O movimento ecológico, que ganhou
ímpeto a partir da década de 1970, também contribui para a elevação desse
direito ao plano mundial. Em 1972 a Unesco aprova a Convenção sobre a Proteção do
Patrimônio Mundial, Cultural e Natural, onde se considera que a
deterioração e o desaparecimento de um bem natural, ou cultural, constituem um
empobrecimento do patrimônio de todos os povos do mundo.
O vínculo entre patrimônio cultural e
ambiental é reforçado na Declaração Universal sobre a Diversidade Cultural (2001), que diz ser a diversidade cultural, para o gênero humano,
tão necessária quanto a diversidade biológica para a natureza. Por isso deve
ser reconhecida e consolidada em beneficio das gerações presentes e futuras.
Situação específica é a dos países onde
existem minorias étnicas, religiosas e lingüísticas. Nesse caso, o artigo 27 do Pacto dos Direitos Civis e
Políticos (1966) garante aos membros desses grupos o
direito de ter sua própria vida cultural, professar e praticar sua própria
religião e usar sua própria língua.
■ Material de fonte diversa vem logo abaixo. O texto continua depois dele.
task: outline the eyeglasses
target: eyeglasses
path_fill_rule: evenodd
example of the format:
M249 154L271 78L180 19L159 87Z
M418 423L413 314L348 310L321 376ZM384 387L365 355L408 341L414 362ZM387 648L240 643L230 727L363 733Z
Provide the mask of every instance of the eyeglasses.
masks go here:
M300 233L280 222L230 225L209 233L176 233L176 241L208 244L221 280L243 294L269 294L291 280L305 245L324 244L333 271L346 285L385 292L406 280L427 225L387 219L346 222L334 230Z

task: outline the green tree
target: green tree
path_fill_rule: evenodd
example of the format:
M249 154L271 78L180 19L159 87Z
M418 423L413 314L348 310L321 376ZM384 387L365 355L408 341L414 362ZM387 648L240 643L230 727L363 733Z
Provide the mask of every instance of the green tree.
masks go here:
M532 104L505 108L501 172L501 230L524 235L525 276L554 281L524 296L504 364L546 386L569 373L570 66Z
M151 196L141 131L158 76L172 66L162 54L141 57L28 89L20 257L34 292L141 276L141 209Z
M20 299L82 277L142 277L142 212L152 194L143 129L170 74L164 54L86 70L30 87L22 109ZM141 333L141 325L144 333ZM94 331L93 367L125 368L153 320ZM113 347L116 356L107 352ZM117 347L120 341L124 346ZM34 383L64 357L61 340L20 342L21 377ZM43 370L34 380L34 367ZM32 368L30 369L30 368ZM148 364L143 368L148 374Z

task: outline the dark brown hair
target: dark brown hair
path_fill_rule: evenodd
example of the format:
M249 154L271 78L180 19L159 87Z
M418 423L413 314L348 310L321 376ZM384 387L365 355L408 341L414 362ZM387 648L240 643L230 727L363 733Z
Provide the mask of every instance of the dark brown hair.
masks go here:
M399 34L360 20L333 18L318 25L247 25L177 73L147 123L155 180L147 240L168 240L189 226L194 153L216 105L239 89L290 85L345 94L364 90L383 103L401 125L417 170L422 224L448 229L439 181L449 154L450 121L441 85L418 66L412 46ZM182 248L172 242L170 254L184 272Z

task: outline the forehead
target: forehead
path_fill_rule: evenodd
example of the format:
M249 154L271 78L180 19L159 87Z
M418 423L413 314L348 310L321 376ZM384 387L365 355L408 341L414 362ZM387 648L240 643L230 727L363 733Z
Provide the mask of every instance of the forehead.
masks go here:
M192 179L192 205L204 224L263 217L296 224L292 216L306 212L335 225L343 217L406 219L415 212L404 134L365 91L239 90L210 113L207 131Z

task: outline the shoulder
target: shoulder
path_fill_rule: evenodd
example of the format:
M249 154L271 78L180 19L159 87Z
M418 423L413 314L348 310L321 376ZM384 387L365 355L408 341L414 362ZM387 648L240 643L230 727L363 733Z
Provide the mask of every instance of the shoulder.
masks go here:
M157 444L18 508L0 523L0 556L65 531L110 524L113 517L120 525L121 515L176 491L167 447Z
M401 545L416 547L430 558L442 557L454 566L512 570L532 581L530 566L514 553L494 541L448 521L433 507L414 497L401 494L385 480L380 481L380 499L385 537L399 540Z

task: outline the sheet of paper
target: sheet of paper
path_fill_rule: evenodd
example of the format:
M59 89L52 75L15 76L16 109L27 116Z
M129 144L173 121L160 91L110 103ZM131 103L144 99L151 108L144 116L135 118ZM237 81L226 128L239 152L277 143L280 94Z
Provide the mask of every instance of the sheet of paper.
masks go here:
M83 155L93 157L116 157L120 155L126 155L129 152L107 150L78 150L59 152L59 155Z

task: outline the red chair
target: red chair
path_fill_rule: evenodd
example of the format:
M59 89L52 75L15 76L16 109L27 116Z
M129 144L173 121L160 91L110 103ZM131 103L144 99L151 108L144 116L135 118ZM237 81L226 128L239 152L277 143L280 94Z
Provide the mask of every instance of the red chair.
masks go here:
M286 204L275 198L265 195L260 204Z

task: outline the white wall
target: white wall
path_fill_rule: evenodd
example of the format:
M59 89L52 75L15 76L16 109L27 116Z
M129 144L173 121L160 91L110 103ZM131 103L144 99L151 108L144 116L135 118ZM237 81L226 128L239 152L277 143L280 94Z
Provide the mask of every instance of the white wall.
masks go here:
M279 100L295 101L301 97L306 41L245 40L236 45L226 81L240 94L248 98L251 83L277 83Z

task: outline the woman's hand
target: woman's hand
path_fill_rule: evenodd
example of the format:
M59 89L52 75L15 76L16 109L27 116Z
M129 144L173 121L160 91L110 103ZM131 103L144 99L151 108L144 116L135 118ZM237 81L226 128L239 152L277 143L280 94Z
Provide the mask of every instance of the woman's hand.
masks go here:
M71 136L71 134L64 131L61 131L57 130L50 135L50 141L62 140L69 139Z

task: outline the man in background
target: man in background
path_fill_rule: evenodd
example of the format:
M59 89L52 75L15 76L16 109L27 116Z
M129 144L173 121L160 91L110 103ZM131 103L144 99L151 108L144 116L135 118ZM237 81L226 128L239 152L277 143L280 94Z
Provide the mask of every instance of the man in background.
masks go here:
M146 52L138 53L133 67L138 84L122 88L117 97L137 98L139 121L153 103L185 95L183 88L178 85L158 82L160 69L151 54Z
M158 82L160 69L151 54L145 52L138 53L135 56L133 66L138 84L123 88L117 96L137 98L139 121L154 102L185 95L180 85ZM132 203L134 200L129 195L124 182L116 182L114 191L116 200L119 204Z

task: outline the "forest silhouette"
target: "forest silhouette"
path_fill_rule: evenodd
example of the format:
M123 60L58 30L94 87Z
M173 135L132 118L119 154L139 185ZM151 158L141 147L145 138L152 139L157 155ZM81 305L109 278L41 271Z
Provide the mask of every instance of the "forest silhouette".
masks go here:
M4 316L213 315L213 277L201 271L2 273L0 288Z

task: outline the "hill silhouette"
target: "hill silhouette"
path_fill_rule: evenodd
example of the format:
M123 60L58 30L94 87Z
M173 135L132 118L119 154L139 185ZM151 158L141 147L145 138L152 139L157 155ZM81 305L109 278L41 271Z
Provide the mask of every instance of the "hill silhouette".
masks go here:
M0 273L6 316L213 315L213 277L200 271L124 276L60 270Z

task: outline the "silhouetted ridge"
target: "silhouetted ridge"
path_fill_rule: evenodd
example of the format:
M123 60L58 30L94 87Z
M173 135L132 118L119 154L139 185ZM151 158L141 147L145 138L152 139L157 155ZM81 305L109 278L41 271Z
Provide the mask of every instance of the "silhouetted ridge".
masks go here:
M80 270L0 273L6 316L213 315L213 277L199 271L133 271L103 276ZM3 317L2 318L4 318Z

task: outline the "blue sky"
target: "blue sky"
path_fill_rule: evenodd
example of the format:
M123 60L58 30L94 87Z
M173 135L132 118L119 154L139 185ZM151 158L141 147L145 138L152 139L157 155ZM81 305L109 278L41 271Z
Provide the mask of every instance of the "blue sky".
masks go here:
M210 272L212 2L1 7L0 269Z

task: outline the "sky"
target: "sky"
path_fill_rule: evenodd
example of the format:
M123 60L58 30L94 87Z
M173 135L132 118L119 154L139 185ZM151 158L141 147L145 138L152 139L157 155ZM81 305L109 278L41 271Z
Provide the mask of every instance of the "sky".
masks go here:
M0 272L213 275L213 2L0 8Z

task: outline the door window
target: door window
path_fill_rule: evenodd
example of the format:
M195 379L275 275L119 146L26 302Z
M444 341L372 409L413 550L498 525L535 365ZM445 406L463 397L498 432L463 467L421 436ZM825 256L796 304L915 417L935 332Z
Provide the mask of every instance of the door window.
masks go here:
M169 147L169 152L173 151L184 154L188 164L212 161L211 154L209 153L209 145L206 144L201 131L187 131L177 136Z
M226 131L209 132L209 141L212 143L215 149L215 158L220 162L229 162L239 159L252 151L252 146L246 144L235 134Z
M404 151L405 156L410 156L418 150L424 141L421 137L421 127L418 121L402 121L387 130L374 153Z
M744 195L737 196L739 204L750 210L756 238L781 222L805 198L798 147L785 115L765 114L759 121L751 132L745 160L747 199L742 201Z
Em 1992 a ONU aprofunda esses princípios naDeclaração
sobre os Direitos das Pessoas Pertencentes às Minorias Nacionais, Étnicas,
Religiosas e Lingüísticas, na qual se formula a obrigação dos Estados de
proteger a identidade cultural das minorias existentes em seus territórios.
Também cabe destacar a Recomendação
sobre a Salvaguarda da Cultura Tradicional e Popular (1989). Considerando que a cultura popular deve ser protegida por
e para o grupo cuja identidade expressa, e reconhecendo que as tradições
evoluem e se transformam, essa Recomendação insiste, basicamente, na
necessidade dos Estados apoiarem a investigação e o registro dessas
manifestações. Não obstante, temendo que a cultura popular venha a perder seu
vigor sob a influência da indústria cultural, recomenda-se aos Estados que
incentivem a salvaguarda dessas tradições não só dentro das coletividades das
quais procedem, mas também fora delas.
Finalmente, cabe citar a Convenção sobre a Proteção e a
Promoção da Diversidade das Expressões Culturais. Esse documento chama a atenção para a necessária integração da
cultura nos planos e políticas nacionais e internacionais de desenvolvimento e
reafirma o direito soberano dos Estados de implantar políticas de proteção e
promoção da diversidade cultural em seus respectivos territórios.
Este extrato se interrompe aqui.